Serverless Machine Learning Inference with OCI Functions on Kubernetes

Question

Pulumi · Accepted Answer

Serverless computing is a cloud computing execution model where the cloud provider manages the infrastructure and dynamically allocates resources based on incoming requests. Oracle Cloud Infrastructure (OCI) Functions is a serverless platform that lets you run code without managing infrastructure. It's typically used for executing short-lived functions in response to triggers such as HTTP requests.

To create a serverless machine learning inference on Kubernetes with OCI, you will use several resources:

1. **OCI Functions Application**: A logical grouping of functions within OCI. This is akin to a project that holds related functions together.
2. **OCI Functions Function**: Each function within the application is a piece of code that performs a specific task. This is where you'd deploy your machine learning model inference code.
3. **OCI ApiGateway**: To expose the function via HTTP so that it can be triggered over the internet, using an API gateway is the standard approach.

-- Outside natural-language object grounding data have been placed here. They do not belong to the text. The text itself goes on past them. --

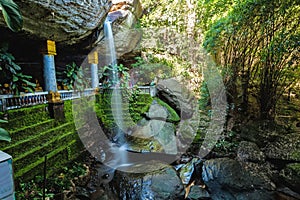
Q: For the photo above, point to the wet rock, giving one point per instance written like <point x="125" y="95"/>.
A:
<point x="126" y="35"/>
<point x="178" y="97"/>
<point x="286" y="194"/>
<point x="154" y="133"/>
<point x="285" y="148"/>
<point x="150" y="180"/>
<point x="249" y="151"/>
<point x="261" y="133"/>
<point x="227" y="179"/>
<point x="62" y="20"/>
<point x="186" y="171"/>
<point x="291" y="176"/>
<point x="198" y="193"/>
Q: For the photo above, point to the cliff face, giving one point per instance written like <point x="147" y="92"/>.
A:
<point x="80" y="22"/>
<point x="66" y="21"/>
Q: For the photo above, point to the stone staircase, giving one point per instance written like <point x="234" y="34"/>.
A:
<point x="36" y="136"/>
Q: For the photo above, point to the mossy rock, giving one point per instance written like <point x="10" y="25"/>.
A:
<point x="172" y="114"/>
<point x="291" y="176"/>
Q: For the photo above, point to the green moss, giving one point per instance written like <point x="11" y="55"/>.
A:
<point x="294" y="168"/>
<point x="295" y="155"/>
<point x="40" y="151"/>
<point x="173" y="116"/>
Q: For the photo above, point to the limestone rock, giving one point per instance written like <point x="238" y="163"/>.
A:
<point x="177" y="97"/>
<point x="285" y="148"/>
<point x="291" y="175"/>
<point x="152" y="180"/>
<point x="126" y="35"/>
<point x="62" y="20"/>
<point x="197" y="193"/>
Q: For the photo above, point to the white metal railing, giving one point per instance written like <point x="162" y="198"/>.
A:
<point x="143" y="89"/>
<point x="9" y="101"/>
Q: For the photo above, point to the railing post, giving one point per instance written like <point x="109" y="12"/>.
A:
<point x="49" y="67"/>
<point x="2" y="104"/>
<point x="93" y="61"/>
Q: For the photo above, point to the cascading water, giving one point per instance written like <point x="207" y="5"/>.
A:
<point x="116" y="99"/>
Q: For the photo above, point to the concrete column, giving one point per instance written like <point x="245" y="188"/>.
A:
<point x="94" y="75"/>
<point x="49" y="73"/>
<point x="93" y="61"/>
<point x="49" y="66"/>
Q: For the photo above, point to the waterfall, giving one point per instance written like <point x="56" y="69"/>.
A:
<point x="116" y="98"/>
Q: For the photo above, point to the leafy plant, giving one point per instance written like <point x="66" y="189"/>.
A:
<point x="11" y="73"/>
<point x="115" y="75"/>
<point x="11" y="14"/>
<point x="72" y="76"/>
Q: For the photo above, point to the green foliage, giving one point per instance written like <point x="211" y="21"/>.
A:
<point x="227" y="143"/>
<point x="4" y="135"/>
<point x="73" y="77"/>
<point x="258" y="43"/>
<point x="32" y="190"/>
<point x="173" y="116"/>
<point x="55" y="184"/>
<point x="11" y="14"/>
<point x="11" y="73"/>
<point x="115" y="75"/>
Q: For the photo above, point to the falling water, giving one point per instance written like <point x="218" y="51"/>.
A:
<point x="116" y="99"/>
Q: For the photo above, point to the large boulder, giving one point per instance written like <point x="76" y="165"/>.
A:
<point x="123" y="18"/>
<point x="285" y="148"/>
<point x="71" y="22"/>
<point x="64" y="21"/>
<point x="249" y="151"/>
<point x="228" y="179"/>
<point x="152" y="180"/>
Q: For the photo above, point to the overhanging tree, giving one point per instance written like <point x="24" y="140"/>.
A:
<point x="257" y="45"/>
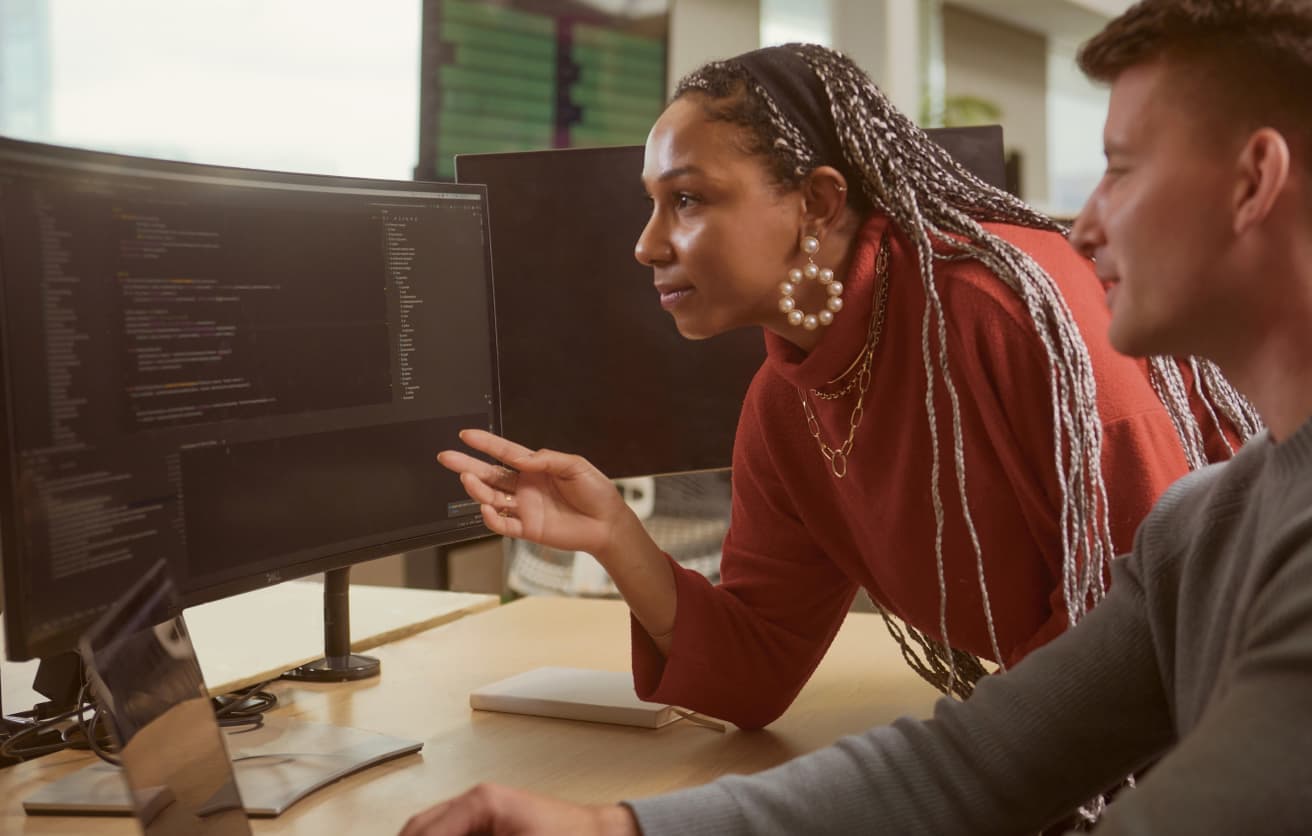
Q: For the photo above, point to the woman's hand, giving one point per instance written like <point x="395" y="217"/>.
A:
<point x="555" y="499"/>
<point x="501" y="811"/>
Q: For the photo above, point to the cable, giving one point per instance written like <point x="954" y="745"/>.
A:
<point x="240" y="709"/>
<point x="244" y="708"/>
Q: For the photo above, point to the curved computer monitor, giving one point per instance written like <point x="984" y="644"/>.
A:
<point x="589" y="361"/>
<point x="243" y="373"/>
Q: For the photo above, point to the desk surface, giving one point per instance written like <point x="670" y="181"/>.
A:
<point x="424" y="694"/>
<point x="239" y="645"/>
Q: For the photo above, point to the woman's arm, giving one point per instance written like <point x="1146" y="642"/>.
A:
<point x="563" y="501"/>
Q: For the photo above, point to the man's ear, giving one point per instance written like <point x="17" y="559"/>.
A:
<point x="1264" y="171"/>
<point x="824" y="194"/>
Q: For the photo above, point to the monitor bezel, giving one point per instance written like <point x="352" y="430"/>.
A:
<point x="19" y="645"/>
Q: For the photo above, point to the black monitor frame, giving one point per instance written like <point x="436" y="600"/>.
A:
<point x="12" y="546"/>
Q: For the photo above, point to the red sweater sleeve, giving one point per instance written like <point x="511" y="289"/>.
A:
<point x="743" y="648"/>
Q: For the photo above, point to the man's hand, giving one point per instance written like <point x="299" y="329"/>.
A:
<point x="503" y="811"/>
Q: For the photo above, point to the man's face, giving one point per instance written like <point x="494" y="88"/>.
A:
<point x="1159" y="223"/>
<point x="720" y="238"/>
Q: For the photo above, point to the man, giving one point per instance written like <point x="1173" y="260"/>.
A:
<point x="1201" y="658"/>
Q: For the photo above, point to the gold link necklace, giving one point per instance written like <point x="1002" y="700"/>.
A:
<point x="837" y="458"/>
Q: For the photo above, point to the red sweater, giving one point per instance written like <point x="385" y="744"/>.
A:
<point x="800" y="541"/>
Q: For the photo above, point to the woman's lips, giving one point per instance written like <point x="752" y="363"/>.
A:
<point x="673" y="295"/>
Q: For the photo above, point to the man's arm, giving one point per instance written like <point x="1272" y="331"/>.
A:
<point x="1029" y="747"/>
<point x="1245" y="767"/>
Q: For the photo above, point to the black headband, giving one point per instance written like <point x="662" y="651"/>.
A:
<point x="800" y="97"/>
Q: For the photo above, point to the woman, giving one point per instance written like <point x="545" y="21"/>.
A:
<point x="940" y="419"/>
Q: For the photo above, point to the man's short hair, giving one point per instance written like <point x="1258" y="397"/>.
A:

Here's a Python program that automates the setup of these resources using Pulumi. This program does not deploy a specific machine learning model but sets up the infrastructure required to deploy such a model. You would need to provide the Docker image containing your serverless function code and any additional configurations specific to your use case.

```python
import pulumi_oci as oci

# Configuration variables for the function application and function deployment
compartment_id = 'ocid1.compartment.oc1..your_compartment_id'  # Replace with your compartment OCID
image_uri = 'your_image_uri'  # URI of the container image in OCI Registry or other registries
function_memory_in_mbs = 128  # Amount of memory in megabytes allocated to your function

# Create an Application on OCI Functions service
app = oci.functions.Application("app",
    compartment_id=compartment_id,
    display_name="my-functions-app",
    subnet_ids=["subnet_ocid1", "subnet_ocid2"],  # List of subnet OCIDs for the application
)

# Deploy a Function within the created Application
func = oci.functions.Function("func",
    application_id=app.id,
    display_name="my-model-inference-function",
    image=image_uri,
    memory_in_mbs=function_memory_in_mbs,
    timeout_in_seconds=30,  # Max function execution time
    config={
        # Environment variables can be provided here
        "MODEL_URL": "oci://bucket_name@namespace/path/to/model",
    },
)

# Exposing the function via API Gateway
# First, create the API Gateway
api_gw = oci.apigateway.Gateway("api_gw",
    compartment_id=compartment_id,
    display_name="my-api-gateway",
    is_enabled=True,
    subnet_id="subnet_ocid3",  # Replace with your Subnet OCID
)

# Define an API deployment that will route to our function
api_deployment = oci.apigateway.Deployment("api_deployment",
    compartment_id=compartment_id,
    display_name="my-api-deployment",
    gateway_id=api_gw.id,
    path_prefix="/infer",
    specification=open("api_specification.json").read(),  # API spec defined in Swagger or OpenAPI format
)

# Export the function and API Gateway URLs
pulumi.export('function_ocid', func.id)  # The OCID of the function to invoke it using the OCI SDK or CLI
pulumi.export('api_endpoint', api_deployment.endpoint_url)  # The URL to invoke the function via the API Gateway
```

In the above program:
- We create an application to hold our functions using `oci.functions.Application`.
- We define a function with a docker image containing our ML model and deployment-specific configurations.
- We create an API Gateway and define a deployment with a path prefix `/infer` that forwards requests to our function.

The function's configuration, including memory allocation, timeout, and environment variables like `MODEL_URL`, will depend on your specific model and use case.

Note that this code assumes that you have already:
- Created the necessary compartments (`compartment_id`) in OCI.
- Set up the necessary networking, including subnets.
- Pushed a Docker image (`image_uri`) that contains your machine learning inference code to OCI Registry or another container registry.

Remember to replace placeholder values like `ocid1.compartment.oc1..your_compartment_id`, `your_image_uri`, `subnet_ocid1`, etc., with actual values from your OCI setup.

The `api_specification.json` file should contain the API specification in OpenAPI (formerly Swagger) format that defines how the API Gateway will handle requests to your function.

This program sets the foundation for running serverless machine learning inference on OCI using Pulumi to automate resource provisioning and deployment.